GenAD: Generalized Predictive Model for Autonomous Driving (2403.09630v2)

Published 14 Mar 2024 in cs.CV

Abstract: In this paper, we introduce the first large-scale video prediction model in the autonomous driving discipline. To eliminate the restriction of high-cost data collection and empower the generalization ability of our model, we acquire massive data from the web and pair it with diverse and high-quality text descriptions. The resultant dataset accumulates over 2000 hours of driving videos, spanning areas all over the world with diverse weather conditions and traffic scenarios. Inheriting the merits from recent latent diffusion models, our model, dubbed GenAD, handles the challenging dynamics in driving scenes with novel temporal reasoning blocks. We showcase that it can generalize to various unseen driving datasets in a zero-shot manner, surpassing general or driving-specific video prediction counterparts. Furthermore, GenAD can be adapted into an action-conditioned prediction model or a motion planner, holding great potential for real-world driving applications.

PDF Abstract

Exploring the Frontier of Large-Scale Video Prediction for Autonomous Driving with OpenDV-2K and GenAD

Introduction to OpenDV-2K and GenAD

In the field of autonomous driving, the capability to predict future driving scenarios is paramount for the development of intelligent systems that can make informed decisions. Recognizing this, the paper titled "Generalized Predictive Model for Autonomous Driving" introduces OpenDV-2K, an extensive multimodal driving video dataset, and GenAD, a generative model designed for autonomous driving applications. OpenDV-2K stands out as the largest dataset to date in this domain, featuring over 2000 hours of driving videos that encapsulate an unprecedented level of diversity including different geographic locations, weather conditions, and traffic dynamics. Building on this rich dataset, GenAD leverages the power of latent diffusion models to predict future driving scenes with remarkable accuracy and generalizability.

Data Diversity and Collection

OpenDV-2K curates a wide array of driving videos from YouTube and licensed datasets, aiming to capture the global spectrum of driving conditions. This collection process ensures a high level of diversity in terms of geographic distribution, traffic scenarios, weather conditions, and more. The dataset is meticulously cleaned and annotated with descriptive texts to enrich the data quality, making it highly conducive for model training and testing. Through a comprehensive analysis, OpenDV-2K demonstrates a broad coverage of driving scenarios, making it an ideal benchmark for advancing autonomous driving research.

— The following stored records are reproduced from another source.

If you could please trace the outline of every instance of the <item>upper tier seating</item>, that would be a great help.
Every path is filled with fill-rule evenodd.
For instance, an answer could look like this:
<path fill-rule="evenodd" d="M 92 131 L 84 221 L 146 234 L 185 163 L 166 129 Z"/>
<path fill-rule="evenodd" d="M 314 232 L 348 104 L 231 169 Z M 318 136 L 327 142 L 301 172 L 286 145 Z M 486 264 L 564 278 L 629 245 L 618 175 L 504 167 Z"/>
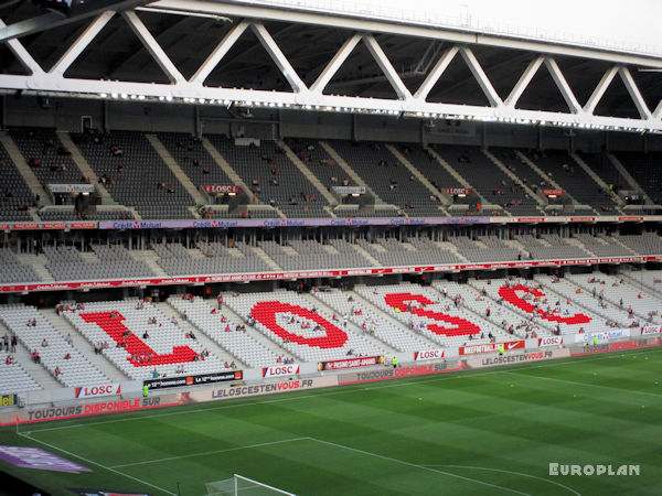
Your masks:
<path fill-rule="evenodd" d="M 618 152 L 617 158 L 655 204 L 662 202 L 661 152 Z"/>
<path fill-rule="evenodd" d="M 598 257 L 629 257 L 632 255 L 628 248 L 620 245 L 611 236 L 591 236 L 589 234 L 577 234 L 575 238 L 581 241 L 586 249 Z"/>
<path fill-rule="evenodd" d="M 10 282 L 36 282 L 40 277 L 30 266 L 20 262 L 9 248 L 0 248 L 0 281 Z"/>
<path fill-rule="evenodd" d="M 186 250 L 178 242 L 157 244 L 158 263 L 170 276 L 209 276 L 212 273 L 268 272 L 273 269 L 250 247 L 235 242 L 233 249 L 220 242 L 201 241 L 199 250 Z M 195 256 L 194 256 L 195 255 Z"/>
<path fill-rule="evenodd" d="M 34 195 L 0 143 L 0 220 L 32 220 Z"/>
<path fill-rule="evenodd" d="M 73 246 L 44 247 L 49 259 L 46 269 L 57 281 L 151 277 L 153 271 L 143 261 L 131 257 L 126 248 L 111 245 L 93 245 L 97 261 L 85 260 Z M 93 257 L 92 254 L 86 254 Z"/>
<path fill-rule="evenodd" d="M 329 217 L 324 197 L 274 141 L 238 147 L 222 136 L 207 138 L 261 202 L 287 217 Z"/>
<path fill-rule="evenodd" d="M 490 204 L 513 215 L 540 215 L 537 204 L 524 188 L 474 147 L 435 144 L 435 150 Z"/>
<path fill-rule="evenodd" d="M 562 258 L 589 258 L 590 254 L 583 248 L 570 245 L 558 235 L 517 236 L 515 238 L 533 258 L 538 260 L 557 260 Z"/>
<path fill-rule="evenodd" d="M 641 235 L 620 235 L 618 240 L 639 255 L 662 254 L 662 240 L 656 233 Z"/>
<path fill-rule="evenodd" d="M 439 216 L 439 203 L 384 143 L 330 141 L 329 144 L 385 203 L 408 216 Z"/>
<path fill-rule="evenodd" d="M 245 325 L 244 322 L 231 321 L 223 314 L 223 310 L 216 310 L 215 304 L 212 308 L 202 298 L 184 300 L 178 295 L 170 296 L 168 303 L 248 367 L 270 367 L 278 363 L 278 355 L 253 337 L 252 333 L 237 331 L 237 326 Z M 216 311 L 212 313 L 214 310 Z"/>
<path fill-rule="evenodd" d="M 64 387 L 110 382 L 110 379 L 90 364 L 73 344 L 67 343 L 34 306 L 0 306 L 0 320 L 31 353 L 38 351 L 41 364 Z M 33 322 L 34 325 L 28 325 L 29 322 Z M 44 339 L 46 346 L 43 346 Z M 60 368 L 60 375 L 55 374 L 56 368 Z"/>
<path fill-rule="evenodd" d="M 192 218 L 193 198 L 141 132 L 75 134 L 81 152 L 113 197 L 143 219 Z M 122 169 L 124 168 L 124 169 Z"/>
<path fill-rule="evenodd" d="M 424 263 L 461 263 L 456 254 L 427 238 L 409 238 L 407 244 L 396 239 L 359 239 L 357 245 L 385 267 Z"/>
<path fill-rule="evenodd" d="M 107 343 L 102 351 L 104 356 L 134 380 L 150 379 L 153 370 L 161 376 L 175 376 L 228 369 L 151 304 L 125 300 L 85 306 L 64 311 L 63 315 L 95 347 Z M 154 323 L 148 323 L 152 319 Z"/>
<path fill-rule="evenodd" d="M 54 129 L 17 128 L 9 133 L 44 187 L 82 182 L 81 170 Z M 73 203 L 73 196 L 68 198 Z"/>
<path fill-rule="evenodd" d="M 329 240 L 329 245 L 317 241 L 290 241 L 285 251 L 276 241 L 260 241 L 259 247 L 285 270 L 343 269 L 370 267 L 371 261 L 342 239 Z M 296 254 L 296 255 L 295 255 Z"/>
<path fill-rule="evenodd" d="M 495 236 L 479 236 L 477 241 L 480 244 L 472 241 L 467 236 L 457 236 L 449 240 L 458 247 L 462 257 L 472 262 L 517 260 L 521 255 L 519 249 L 511 248 Z"/>
<path fill-rule="evenodd" d="M 291 291 L 248 293 L 224 299 L 224 304 L 303 362 L 342 359 L 348 356 L 384 355 L 383 348 L 333 321 Z"/>
<path fill-rule="evenodd" d="M 579 204 L 590 205 L 596 212 L 610 212 L 615 203 L 567 152 L 548 150 L 544 154 L 534 153 L 530 159 Z"/>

GenAD: Structure and Learning Process

GenAD introduces a novel temporal generative model that operates in two stages: image domain transfer and video prediction pre-training. Initially, it fine-tunes an image diffusion model on driving images from OpenDV-2K to grasp the domain-specific visual details. Subsequently, the model incorporates temporal reasoning blocks into the learning process, allowing it to capture the dynamic nature of driving scenes efficiently. This innovative approach facilitates strong generalization across diverse driving datasets and enables zero-shot domain transfer capabilities.

Practical Implications and Theoretical Contributions

The GenAD model's exceptional performance on video prediction has profound implications for autonomous driving. Besides surpassing contemporary models in zero-shot generalization tasks, it showcases versatility by adapting to action-conditioned prediction models and motion planning tasks. This adaptability indicates the model's potential to serve as a foundational component in developing more advanced autonomous driving systems. Theoretically, GenAD contributes to the understanding of how predictive modeling of dynamic and complex real-world scenarios can be optimized through large-scale, diverse datasets and specially tailored generative models.

Future Directions and Conclusion

Looking forward, the GenAD framework opens up avenues for further refining the model's efficiency and deployment capabilities. Moreover, the OpenDV-2K dataset presents opportunities for extensive research outside video prediction, such as perception tasks and policy learning in autonomous driving. This paper not only sets a new benchmark in autonomous driving research with OpenDV-2K and GenAD but also paves the way for future explorations into scalable predictive modeling and its practical applications in the field.